Participants in Solicitation
Standard and certain of its directors and
executive officers may be deemed to be participants in the solicitation of proxies from Standard’s stockholders in connection
with the merger. Information about Standard’s directors and executive officers is set forth in Standard’s proxy statement
for its 2020 annual meeting of stockholders, as filed with the Securities and Exchange Commission on April 14, 2020. Additional
information regarding the interests of these participants and any other persons who may be deemed participants in the transaction
may be obtained by reading the proxy statement regarding the proposed merger when it becomes available. Free copies of this document
may be obtained using the sources indicated above.
Forward Looking Statements
This report contains forward-looking statements
within the meaning of the Private Securities Litigation Reform Act. Forward-looking statements include statements regarding the
anticipated closing date of the transaction and anticipated future results. Forward-looking statements can be identified by the
fact that they do not relate strictly to historical or current facts.

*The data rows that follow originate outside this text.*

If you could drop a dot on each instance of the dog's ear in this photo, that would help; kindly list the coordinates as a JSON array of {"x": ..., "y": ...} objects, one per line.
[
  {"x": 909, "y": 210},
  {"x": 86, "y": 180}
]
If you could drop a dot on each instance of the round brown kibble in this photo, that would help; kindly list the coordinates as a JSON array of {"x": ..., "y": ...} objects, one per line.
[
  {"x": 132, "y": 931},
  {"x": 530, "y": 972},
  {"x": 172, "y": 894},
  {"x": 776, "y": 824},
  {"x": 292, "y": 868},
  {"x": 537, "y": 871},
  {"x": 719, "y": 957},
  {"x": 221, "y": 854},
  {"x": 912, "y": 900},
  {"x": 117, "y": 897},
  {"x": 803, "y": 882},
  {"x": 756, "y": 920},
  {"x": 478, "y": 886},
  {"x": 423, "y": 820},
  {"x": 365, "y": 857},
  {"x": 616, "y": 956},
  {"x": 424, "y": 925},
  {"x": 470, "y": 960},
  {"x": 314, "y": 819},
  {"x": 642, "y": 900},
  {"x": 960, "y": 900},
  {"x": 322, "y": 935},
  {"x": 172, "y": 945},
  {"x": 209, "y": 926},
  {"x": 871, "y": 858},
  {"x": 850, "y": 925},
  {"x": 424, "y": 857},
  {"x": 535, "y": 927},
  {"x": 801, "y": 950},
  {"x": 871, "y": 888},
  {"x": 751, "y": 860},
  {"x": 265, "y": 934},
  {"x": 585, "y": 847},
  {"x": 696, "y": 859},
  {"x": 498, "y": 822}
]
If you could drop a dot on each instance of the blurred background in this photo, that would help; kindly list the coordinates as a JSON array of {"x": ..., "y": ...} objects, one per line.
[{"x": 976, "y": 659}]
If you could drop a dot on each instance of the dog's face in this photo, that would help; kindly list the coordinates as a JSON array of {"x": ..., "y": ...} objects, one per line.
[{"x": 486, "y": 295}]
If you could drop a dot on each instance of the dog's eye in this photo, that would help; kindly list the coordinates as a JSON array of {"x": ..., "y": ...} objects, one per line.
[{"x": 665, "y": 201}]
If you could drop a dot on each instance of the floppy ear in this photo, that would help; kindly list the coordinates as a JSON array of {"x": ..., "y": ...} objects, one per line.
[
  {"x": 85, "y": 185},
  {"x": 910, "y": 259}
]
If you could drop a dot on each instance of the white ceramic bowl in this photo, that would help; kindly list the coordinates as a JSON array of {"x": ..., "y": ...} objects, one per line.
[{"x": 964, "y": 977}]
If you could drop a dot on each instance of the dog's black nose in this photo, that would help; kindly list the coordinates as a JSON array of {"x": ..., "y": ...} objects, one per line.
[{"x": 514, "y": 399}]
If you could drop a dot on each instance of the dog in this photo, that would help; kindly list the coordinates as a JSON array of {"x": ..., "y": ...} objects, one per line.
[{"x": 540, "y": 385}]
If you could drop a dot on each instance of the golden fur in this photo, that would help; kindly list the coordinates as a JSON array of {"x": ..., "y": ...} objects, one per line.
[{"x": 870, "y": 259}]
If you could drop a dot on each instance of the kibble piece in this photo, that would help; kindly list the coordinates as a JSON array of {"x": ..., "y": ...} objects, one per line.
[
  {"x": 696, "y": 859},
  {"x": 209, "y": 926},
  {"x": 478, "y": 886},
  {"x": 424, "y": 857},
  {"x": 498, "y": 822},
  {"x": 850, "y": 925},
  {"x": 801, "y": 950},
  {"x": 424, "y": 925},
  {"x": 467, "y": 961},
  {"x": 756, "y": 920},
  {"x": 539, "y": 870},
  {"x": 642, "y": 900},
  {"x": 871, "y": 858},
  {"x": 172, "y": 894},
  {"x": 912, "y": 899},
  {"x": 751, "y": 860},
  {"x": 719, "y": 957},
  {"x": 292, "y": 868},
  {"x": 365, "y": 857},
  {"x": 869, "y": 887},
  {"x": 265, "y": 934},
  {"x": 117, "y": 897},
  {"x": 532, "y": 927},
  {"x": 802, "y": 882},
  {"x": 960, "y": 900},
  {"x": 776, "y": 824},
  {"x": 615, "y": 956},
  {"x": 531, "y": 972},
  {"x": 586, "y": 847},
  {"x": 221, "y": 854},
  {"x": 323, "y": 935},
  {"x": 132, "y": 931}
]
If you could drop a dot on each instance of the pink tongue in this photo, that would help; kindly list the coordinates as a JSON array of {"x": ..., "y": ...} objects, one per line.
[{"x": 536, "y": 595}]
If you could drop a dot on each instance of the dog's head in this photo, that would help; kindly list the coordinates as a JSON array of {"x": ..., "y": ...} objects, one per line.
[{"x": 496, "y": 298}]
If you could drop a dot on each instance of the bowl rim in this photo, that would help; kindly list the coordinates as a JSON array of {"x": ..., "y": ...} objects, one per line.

They often include words like “believe”, “expect”,
“anticipate”, “estimate”, and “intend” or future or conditional verbs such as “will”,
“would”, “should”, “could” or “may”. Certain factors that could cause actual results
to differ materially from expected results include the ability to obtain regulatory approvals and meet other closing conditions
to the Merger (including approval by Standard’s stockholders) on the expected terms and schedule, delays in completing the
Merger, difficulties in achieving cost savings from the Merger or in achieving such cost savings within the expected time frame,
difficulties in integrating Standard, increased competitive pressures, changes in the interest rate environment, changes in general
economic conditions, legislative and regulatory changes that adversely affect the business in which Standard and Dollar are engaged,
changes in the securities markets and other risks and uncertainties. In addition, the COVID-19 pandemic is having an adverse impact
on Standard and other financial institutions, their customers and the communities they serve. Given its ongoing and dynamic nature,
it is difficult to predict the full impact of the COVID-19 outbreak on the business of Standard, Dollar and other financial institutions.
The extent of such impact will depend on future developments, which are highly uncertain, including when the coronavirus can be
controlled and abated and when and how the economy may be reopened or remain reopened.
Further information about these and other
relevant factors, risks and uncertainties may be found in Standard’s Annual Reports on Form 10-K for the fiscal year ended
December 31, 2019 and in subsequent filings with the Securities and Exchange Commission. Standard does not undertake, and specifically
disclaims any obligation, to publicly release the result of any revisions which may be made to any forward-looking statements to
reflect the occurrence of anticipated or unanticipated events or circumstances after the date of such statements. You are cautioned
not to place undue reliance on these forward-looking statements.